A JPEG photo with an original 43-megapixel resolution weighs 19 megabytes, 14 floppy disks will be required for one. If you shoot in RAW, then you need 29 floppy disks. It’s not only a matter of resolution, the contribution of a better lens and a full-frame matrix is noticeable: the photo from the “soap box” with crop factor in the region of 10 is too flat. However, what else could you expect? I want to compare cameras in one shot, but it's not easy. Sony Digital Mavica derives its pedigree from camcorders, so the aspect ratio of the pictures (as well as the resolution) is television, 4: 3. Sony's modern digital camera shoots in a 3: 2 format. It’s best to compare on some flat object: you can bring the resolution of the “old” photo to a new one and align the two photos in Photoshop.

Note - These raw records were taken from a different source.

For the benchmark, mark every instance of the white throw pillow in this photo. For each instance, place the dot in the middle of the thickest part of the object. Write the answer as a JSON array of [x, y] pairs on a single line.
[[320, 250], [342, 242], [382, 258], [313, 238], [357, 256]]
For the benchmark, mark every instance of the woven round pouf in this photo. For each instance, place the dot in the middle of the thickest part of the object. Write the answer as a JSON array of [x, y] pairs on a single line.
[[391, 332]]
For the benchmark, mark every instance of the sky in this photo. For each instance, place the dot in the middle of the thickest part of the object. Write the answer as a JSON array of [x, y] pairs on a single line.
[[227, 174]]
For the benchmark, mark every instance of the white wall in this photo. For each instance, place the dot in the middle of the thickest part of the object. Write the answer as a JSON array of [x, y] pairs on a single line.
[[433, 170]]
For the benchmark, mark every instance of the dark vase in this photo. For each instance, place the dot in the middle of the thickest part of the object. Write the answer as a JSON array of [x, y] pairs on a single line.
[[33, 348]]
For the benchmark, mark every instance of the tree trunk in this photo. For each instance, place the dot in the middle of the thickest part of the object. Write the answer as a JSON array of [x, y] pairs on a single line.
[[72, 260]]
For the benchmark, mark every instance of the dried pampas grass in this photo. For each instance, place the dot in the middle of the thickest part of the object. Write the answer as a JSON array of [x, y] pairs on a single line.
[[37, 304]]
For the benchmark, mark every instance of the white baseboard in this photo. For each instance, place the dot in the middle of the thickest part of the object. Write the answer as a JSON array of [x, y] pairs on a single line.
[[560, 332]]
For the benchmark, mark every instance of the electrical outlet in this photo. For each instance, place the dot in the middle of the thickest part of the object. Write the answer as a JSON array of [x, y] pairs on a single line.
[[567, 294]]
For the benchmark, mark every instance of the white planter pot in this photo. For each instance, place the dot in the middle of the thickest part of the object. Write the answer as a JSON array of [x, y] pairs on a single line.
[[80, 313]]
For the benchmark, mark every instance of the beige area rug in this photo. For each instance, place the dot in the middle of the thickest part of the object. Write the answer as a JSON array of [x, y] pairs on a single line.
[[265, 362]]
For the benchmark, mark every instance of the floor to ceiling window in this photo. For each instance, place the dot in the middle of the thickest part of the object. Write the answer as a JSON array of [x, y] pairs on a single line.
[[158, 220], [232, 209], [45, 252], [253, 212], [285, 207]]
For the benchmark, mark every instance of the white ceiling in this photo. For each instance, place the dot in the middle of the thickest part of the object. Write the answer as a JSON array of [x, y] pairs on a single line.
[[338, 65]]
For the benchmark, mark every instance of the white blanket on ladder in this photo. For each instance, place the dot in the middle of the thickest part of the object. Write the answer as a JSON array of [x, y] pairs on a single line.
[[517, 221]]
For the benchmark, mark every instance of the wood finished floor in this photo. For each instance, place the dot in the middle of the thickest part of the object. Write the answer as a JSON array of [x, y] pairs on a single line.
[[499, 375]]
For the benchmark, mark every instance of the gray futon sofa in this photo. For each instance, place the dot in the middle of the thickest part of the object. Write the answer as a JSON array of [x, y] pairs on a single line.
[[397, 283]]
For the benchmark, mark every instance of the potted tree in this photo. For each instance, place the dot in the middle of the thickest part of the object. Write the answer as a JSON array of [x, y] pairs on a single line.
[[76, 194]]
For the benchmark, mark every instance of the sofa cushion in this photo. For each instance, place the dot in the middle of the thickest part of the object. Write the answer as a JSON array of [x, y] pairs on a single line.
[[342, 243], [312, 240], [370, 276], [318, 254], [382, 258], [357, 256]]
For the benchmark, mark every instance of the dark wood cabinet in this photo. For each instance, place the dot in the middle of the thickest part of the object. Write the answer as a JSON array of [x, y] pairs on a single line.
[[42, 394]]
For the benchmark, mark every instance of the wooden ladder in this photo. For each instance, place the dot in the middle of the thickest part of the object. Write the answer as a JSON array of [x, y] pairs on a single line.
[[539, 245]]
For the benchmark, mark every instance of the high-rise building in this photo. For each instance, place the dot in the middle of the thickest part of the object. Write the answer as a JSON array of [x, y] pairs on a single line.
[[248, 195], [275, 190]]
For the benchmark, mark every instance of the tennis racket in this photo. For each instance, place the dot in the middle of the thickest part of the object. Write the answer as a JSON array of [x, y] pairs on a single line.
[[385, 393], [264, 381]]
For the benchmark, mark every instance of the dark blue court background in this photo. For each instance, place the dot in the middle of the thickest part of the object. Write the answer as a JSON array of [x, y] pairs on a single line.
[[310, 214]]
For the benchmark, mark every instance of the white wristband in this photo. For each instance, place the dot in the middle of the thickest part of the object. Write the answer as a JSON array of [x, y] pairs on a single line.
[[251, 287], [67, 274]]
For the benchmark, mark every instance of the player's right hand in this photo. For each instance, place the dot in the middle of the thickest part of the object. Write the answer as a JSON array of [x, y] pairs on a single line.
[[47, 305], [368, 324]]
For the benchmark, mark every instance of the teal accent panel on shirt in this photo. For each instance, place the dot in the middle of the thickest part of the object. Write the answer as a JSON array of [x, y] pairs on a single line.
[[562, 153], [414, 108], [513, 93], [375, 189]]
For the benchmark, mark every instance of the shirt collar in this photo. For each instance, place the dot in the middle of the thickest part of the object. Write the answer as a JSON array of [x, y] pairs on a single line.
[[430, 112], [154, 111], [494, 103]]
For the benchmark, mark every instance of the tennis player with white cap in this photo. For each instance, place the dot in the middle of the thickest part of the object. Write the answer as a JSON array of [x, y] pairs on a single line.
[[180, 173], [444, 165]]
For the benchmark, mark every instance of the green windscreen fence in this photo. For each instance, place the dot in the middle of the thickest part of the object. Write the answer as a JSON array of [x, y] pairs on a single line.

Photoshop distorted the perspective a bit, aligning both photos, but still the difference is very noticeable. In both cases, only fragments of the frame were used. This is about how to photograph Jupiter through a telescope from the Earth and using the Cassini spacecraft . Here is twenty years of progress in digital photography!

In the context of the late nineties, Digital Mavica is not the best technically, but reliable and quite convenient to use digital camera. It has tenfold optical zoom (the photo above is at maximum), a sufficient set of features for everyday photography, and the most convenient way to transfer photos to a computer. We can say that even for similar money, even then there were better instances. But then it could be said. If I set off a time machine twenty years ago, which digital camera would I choose?

None, and this is such an interesting feature of digital photography in the context of my obsolete hobby. My subjective opinion is that cameras are comparable to film in the quality of photographs (I'm not talking about convenience, and not about creative possibilities, but about technical parameters), the earliest ones appeared in the mid-to-late zero. This is, for example, the 12-megapixel Nikon D90 of 2008 or the first "people's" full-frame Canon 5D SLR of 2005. Even they, in comparison with modern photographic equipment, seem like dinosaurs. In the late nineties, I would probably shoot on film, not a soap box of course, but with the help of a SLR camera. Or even Zenith or Fed-5V. To some, the film still seems more attractive to numbers, but now it is more a matter of taste and creative preferences, rather than some real advantage.

But the floppy camera has one nice feature that it surpasses many modern cameras - the almost complete absence of lag between the matrix and the display. Everything that you see on the screen, happens almost in real time. In addition, if you need to copy a diskette, and for several reasons this is your only device with a drive, the camera allows you to do this through its own buffer. A digital camera of the late nineties is a big set of compromises, and this model in general, apparently, is a video camera without a cassette mechanism. This is an interesting artifact of the end of the last century, a harbinger of a new world in which digital photography is something universal and taken for granted. In a sense, a useless exhibit, but despite the complex drive mechanism, this camera can very well survive my modern devices. For at least twenty years, the flight is normal.